Other Useful Custom GPTs for Insurance
A few high-value GPTs to build:
- FNOL Triage GPT. Coverage tier, severity, routing, reserve recommendation.
- Underwriting Submission Reviewer. Industry-specific exposure analysis, COPE worksheet, follow-up questions.
- Renewal Letter Drafter. Customer-facing renewal communications with tone and length controls.
- Coverage Letter Drafter. Acknowledgments, status updates, denials with strict language constraints.
- Discovery Response Drafter. For litigated claims, structured responses to common discovery requests (with attorney review).
- Training Scenario Generator. Practice claim scenarios for new adjuster training.
Maintaining Your GPT
A custom GPT is not "set and forget." Plan for:
- Quarterly review of instructions for new statutes, regulations, and carrier guidelines
- Annual refresh of knowledge files
- Audit trail of which GPTs are in use, by whom, for what purposes (NAIC AI Bulletin compliance)
- Sunset and replacement when carrier appetite or regulatory environment changes
A Reality Check
Custom GPTs are powerful, but they are still ChatGPT under the hood. They can hallucinate, they can drift from instructions in long conversations, and they cannot replace licensed judgment.
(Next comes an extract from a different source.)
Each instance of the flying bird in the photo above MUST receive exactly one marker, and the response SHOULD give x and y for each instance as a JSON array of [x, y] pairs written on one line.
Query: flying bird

Treat them like a strong junior colleague: useful, fast, and always supervised.
Key Takeaways
- A custom GPT lets you bake your scope, rules, templates, and persona into ChatGPT once and reuse them daily.
- The strongest claims GPTs have tight scope, clear safety rails, templated outputs, knowledge grounding, and a defined persona.
- Build, test, and iterate. Treat custom GPTs as living tools that need quarterly maintenance.
- A custom GPT is still an LLM. Licensed adjusters review every output before it leaves the carrier.